Skeleton for updated panc command in clojure
More consistency in the options, simplified/cleaner code for processing options in the compiler

v9 series roeadmap

Streamlined, simplified code with limited changes to functionality
Gradual migration to clojure: CLI, template compilation, functions, output formats…
Can be done incrementally
Limited inclusion of other libraries (e.g.
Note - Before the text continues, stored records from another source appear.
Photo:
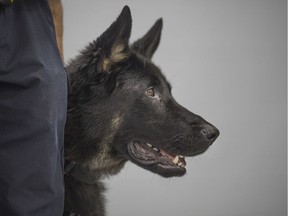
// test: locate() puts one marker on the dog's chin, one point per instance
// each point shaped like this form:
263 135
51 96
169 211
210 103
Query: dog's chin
156 160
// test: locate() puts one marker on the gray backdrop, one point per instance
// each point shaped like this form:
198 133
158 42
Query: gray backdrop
226 60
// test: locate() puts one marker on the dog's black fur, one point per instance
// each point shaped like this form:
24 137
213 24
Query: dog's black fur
121 109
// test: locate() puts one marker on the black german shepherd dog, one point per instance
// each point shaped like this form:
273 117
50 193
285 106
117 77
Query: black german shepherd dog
121 109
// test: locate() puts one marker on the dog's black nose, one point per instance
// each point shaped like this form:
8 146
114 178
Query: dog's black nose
210 132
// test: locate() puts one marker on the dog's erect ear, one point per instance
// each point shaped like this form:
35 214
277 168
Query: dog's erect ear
148 44
113 43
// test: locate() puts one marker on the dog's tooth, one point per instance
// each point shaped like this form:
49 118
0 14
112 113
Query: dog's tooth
176 159
149 145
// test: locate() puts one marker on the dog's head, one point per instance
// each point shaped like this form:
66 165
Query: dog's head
122 108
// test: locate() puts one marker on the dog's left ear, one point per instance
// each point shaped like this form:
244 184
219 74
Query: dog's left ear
148 44
113 43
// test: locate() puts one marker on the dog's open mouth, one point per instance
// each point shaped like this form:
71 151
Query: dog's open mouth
157 160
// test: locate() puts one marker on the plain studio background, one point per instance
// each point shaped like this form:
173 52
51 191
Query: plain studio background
226 61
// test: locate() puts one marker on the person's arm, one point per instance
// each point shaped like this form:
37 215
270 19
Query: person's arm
57 13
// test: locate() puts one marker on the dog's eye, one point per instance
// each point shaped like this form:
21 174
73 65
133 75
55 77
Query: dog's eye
150 92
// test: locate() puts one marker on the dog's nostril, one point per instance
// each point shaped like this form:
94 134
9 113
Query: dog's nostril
210 132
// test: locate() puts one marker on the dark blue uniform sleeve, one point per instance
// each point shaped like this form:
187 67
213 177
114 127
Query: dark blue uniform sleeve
33 101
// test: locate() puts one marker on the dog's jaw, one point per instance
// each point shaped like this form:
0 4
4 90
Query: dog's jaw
156 160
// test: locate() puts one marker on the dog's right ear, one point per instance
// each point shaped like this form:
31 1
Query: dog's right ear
112 45
148 44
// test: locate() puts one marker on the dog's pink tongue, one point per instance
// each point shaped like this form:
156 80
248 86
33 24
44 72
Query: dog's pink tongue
175 159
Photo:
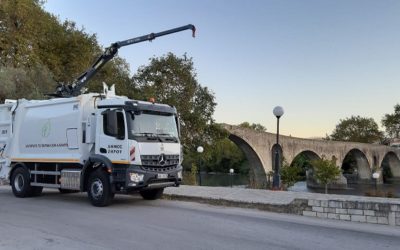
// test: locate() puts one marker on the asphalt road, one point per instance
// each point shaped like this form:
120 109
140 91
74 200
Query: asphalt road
68 221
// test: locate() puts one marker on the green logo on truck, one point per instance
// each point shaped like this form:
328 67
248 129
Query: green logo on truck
46 129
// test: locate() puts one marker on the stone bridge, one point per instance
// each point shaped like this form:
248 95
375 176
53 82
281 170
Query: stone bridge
259 148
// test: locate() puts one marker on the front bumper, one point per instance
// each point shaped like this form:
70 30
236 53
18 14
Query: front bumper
138 177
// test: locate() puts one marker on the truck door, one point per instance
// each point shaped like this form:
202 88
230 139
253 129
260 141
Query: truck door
112 136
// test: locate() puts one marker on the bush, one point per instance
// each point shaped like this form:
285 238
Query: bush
325 171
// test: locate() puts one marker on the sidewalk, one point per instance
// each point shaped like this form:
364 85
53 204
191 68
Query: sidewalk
341 207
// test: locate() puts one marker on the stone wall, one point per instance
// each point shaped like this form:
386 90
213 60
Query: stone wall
358 211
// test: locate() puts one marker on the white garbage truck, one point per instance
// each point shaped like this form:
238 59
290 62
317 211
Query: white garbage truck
101 144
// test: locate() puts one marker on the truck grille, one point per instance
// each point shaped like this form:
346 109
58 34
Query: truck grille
159 163
159 169
159 160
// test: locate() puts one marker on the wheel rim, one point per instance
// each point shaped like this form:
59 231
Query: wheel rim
96 189
19 182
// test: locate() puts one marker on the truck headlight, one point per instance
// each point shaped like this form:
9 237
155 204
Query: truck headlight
135 177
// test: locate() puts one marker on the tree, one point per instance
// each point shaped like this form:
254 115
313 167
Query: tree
290 174
255 126
325 171
357 129
391 122
172 80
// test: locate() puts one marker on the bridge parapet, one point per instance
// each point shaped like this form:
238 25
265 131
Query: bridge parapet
369 157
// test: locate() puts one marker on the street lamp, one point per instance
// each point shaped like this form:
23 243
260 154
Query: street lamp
376 176
200 150
231 172
278 112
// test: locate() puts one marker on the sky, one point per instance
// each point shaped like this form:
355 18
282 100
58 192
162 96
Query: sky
321 60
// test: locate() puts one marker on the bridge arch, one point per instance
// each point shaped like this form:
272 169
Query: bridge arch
355 166
258 176
390 166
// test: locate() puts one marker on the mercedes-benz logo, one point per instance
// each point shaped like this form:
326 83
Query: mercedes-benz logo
161 160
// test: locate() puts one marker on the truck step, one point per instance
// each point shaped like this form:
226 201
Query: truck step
36 184
46 172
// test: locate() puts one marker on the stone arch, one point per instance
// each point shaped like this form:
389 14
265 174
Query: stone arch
355 166
390 166
257 171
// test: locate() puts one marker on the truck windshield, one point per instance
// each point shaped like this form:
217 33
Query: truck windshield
152 126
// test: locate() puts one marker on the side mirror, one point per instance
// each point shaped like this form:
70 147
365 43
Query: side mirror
114 124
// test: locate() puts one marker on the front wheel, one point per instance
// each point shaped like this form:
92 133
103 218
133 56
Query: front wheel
21 183
152 194
99 189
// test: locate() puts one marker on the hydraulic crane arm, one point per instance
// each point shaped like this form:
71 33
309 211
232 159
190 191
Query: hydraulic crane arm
75 88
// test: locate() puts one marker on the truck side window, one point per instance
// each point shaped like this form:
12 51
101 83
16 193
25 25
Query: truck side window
113 124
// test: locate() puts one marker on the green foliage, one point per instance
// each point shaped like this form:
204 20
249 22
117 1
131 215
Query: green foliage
391 123
255 126
190 177
37 53
325 171
303 162
290 174
357 129
172 80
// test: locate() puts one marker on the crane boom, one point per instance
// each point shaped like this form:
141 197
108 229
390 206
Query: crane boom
74 89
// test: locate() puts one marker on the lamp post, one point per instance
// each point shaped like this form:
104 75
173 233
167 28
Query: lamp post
231 172
278 112
200 150
375 176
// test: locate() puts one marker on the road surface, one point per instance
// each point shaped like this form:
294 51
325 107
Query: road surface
68 221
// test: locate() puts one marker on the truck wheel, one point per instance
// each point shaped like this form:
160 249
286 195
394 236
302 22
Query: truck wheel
21 183
99 189
152 194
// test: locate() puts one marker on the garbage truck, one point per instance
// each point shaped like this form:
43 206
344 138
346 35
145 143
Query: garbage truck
98 143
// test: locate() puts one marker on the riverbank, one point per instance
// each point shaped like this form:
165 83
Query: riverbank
340 207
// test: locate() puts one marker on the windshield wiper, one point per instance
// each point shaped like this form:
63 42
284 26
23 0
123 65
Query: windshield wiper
169 137
149 136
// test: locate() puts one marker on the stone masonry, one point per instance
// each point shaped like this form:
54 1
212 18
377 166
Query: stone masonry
357 211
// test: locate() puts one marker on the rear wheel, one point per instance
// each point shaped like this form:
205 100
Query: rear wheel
21 183
152 194
99 189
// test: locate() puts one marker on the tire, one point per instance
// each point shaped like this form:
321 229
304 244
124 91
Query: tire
99 189
152 194
21 183
67 191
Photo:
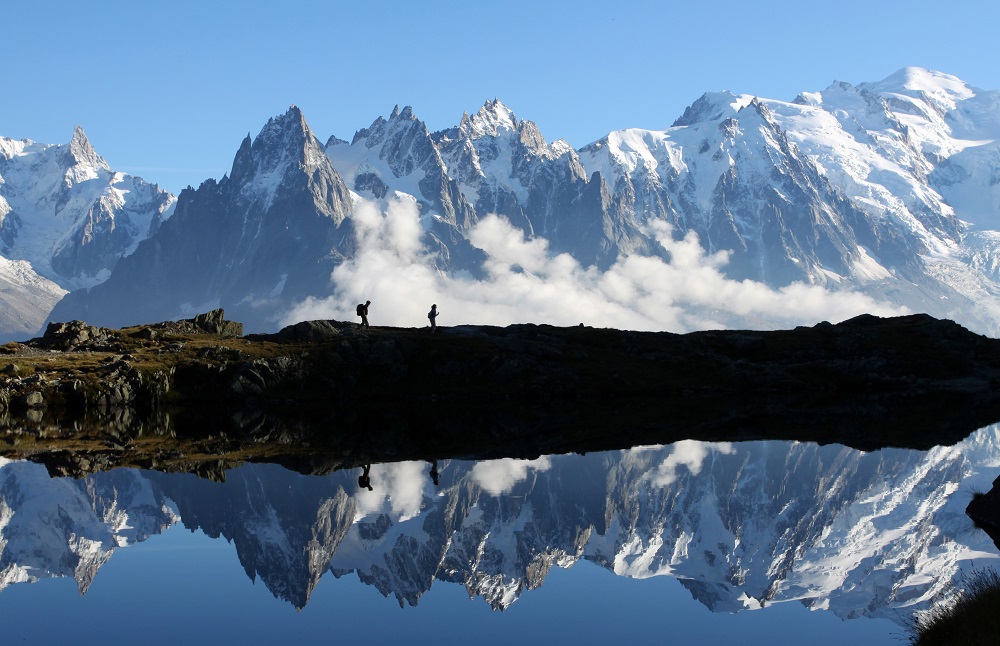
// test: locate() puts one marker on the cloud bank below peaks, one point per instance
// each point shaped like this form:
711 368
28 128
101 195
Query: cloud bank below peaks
526 283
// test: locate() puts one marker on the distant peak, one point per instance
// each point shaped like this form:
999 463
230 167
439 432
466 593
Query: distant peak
83 152
492 118
714 106
918 80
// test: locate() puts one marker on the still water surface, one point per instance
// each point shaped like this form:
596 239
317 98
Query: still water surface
750 543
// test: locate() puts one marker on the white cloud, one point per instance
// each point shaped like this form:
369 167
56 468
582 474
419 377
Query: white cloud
526 283
498 477
690 454
397 489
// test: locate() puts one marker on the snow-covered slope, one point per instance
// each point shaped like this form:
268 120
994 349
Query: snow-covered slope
65 219
888 189
264 236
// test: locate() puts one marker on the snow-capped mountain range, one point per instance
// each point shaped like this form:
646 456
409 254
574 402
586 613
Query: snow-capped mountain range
741 525
65 220
888 189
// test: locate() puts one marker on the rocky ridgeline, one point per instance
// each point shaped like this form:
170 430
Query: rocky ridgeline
323 391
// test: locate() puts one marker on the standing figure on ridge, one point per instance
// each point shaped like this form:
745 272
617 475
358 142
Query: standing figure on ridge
433 315
365 480
363 313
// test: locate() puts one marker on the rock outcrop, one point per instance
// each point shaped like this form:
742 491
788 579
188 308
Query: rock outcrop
325 393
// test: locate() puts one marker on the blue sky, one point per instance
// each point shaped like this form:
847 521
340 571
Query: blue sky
167 90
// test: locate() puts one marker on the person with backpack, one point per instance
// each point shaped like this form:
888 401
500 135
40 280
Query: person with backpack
433 315
363 313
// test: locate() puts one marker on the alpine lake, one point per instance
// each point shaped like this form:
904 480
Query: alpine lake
756 542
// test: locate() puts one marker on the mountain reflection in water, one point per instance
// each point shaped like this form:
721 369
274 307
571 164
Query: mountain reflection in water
739 525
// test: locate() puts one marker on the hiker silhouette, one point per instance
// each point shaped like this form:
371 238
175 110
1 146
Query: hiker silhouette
432 316
363 313
364 480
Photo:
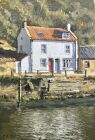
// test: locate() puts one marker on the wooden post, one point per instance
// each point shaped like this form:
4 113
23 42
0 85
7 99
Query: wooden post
65 73
19 93
85 73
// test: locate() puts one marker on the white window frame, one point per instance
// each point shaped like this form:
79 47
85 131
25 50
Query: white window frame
43 62
43 48
66 35
67 63
21 48
67 49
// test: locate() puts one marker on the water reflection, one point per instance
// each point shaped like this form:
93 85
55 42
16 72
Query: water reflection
49 124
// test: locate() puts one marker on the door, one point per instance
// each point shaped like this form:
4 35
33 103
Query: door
57 65
50 65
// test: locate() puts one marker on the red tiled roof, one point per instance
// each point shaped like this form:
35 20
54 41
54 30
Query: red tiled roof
48 33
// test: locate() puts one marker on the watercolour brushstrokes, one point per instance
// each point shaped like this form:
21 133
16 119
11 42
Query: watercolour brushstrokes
47 69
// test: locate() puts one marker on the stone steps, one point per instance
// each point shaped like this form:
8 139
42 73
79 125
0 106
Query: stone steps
64 86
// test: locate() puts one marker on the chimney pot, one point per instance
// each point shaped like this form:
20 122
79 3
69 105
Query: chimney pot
69 27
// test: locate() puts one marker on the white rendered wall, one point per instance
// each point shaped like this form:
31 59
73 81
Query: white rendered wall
55 50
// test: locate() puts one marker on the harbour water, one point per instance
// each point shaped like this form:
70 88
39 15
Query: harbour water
65 123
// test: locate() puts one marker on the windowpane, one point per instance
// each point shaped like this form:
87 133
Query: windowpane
87 64
67 49
66 35
43 62
43 48
67 63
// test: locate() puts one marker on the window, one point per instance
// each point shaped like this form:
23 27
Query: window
43 62
66 35
68 49
66 63
40 34
21 49
43 48
21 38
87 64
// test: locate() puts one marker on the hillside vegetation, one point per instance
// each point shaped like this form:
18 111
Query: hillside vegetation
48 13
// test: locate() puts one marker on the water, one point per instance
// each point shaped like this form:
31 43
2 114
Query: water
67 123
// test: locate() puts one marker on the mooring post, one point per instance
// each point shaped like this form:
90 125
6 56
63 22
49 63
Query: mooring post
19 93
85 73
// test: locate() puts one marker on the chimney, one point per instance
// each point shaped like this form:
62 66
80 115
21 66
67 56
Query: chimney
25 23
69 27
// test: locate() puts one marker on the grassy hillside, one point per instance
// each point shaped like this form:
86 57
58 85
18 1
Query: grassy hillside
49 13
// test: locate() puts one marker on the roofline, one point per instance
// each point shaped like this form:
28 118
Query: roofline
87 58
52 40
49 28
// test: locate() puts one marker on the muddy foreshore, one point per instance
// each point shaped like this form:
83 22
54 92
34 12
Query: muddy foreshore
73 102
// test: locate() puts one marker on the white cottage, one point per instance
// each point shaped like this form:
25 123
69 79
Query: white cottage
47 49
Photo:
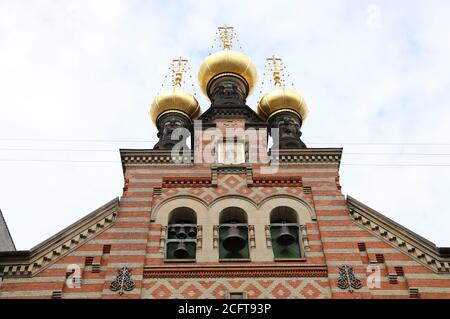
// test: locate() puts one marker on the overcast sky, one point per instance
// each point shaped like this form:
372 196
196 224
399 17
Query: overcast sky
85 72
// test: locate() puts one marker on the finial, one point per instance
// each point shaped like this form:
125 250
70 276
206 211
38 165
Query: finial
226 34
275 66
178 67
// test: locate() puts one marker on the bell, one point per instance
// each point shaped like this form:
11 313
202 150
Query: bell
234 241
192 232
181 233
285 238
172 231
181 251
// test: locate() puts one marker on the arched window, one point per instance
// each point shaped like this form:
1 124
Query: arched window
233 234
181 234
285 233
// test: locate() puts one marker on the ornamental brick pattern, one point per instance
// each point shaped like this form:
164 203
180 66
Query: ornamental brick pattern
217 288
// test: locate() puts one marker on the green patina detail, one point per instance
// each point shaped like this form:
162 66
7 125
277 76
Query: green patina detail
290 251
240 254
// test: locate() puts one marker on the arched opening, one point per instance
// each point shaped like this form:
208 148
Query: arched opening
284 231
233 234
181 234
Clojure, JSON)
Until now panc has been self contained
All included components have an Apache 2 (compatible) license

New requests from discussion

Range starting with a negative number (Luis): may lead to some grammar ambiguity not trivial to fix
panc as a service (Gabor): idea is to have a continuously running service to avoid the starting time cost when compiling only one profile
Functions to convert IP addresses (v4 and v6) to long integer (and vice versa) to help with netmasking and other similar things (Gabor)
Readd debugging information during dependency calculation to help identify the reason a dependency is not considered up to date (Michel)
Disappeared during v9 code refactoring
Add an info() function in addition to the warning() one to avoid abuse of warning() (Gabor)
function or pragma to activate debugging in a given template as an alternative to command line switches (Gabor)
Easier to use for people who are not Pan experts
May be great to say debug this template and all included templates…
Not easy to implement as compilation occurs before execution and debug code is removed in the debug flag is not set for the template: possible performance impact if checked during execution
In include, support a list of template rather than just one (Ronald)
Rename nlist to hash
Keep both as a function and deprecate nlist at some point
Add a section to the manual explaining the Pan vocabulary and how it matches the vocabulary in other languages

Discussion but no agreement on how to allow structure templates with rights to modify other part of the configuration than the one they are assign to or to pass parameters to normal templates…

Several goals: make things cleaner than using global variables (variable scope), make easier to non expert to use pan, entitlement (restrict a user to use one specific template to achieve a specific configuration action)…

Annotation Support

2 possible approaches for building the output files produced by annotation processing

Hierarchy based on input templates hierarchy: related to layout of input files
Makes input options more complex as some specific options are required just for annotation
Namespace : conflict between similar namespace in different template sets
Requires a wrapper to handle possible conflicts.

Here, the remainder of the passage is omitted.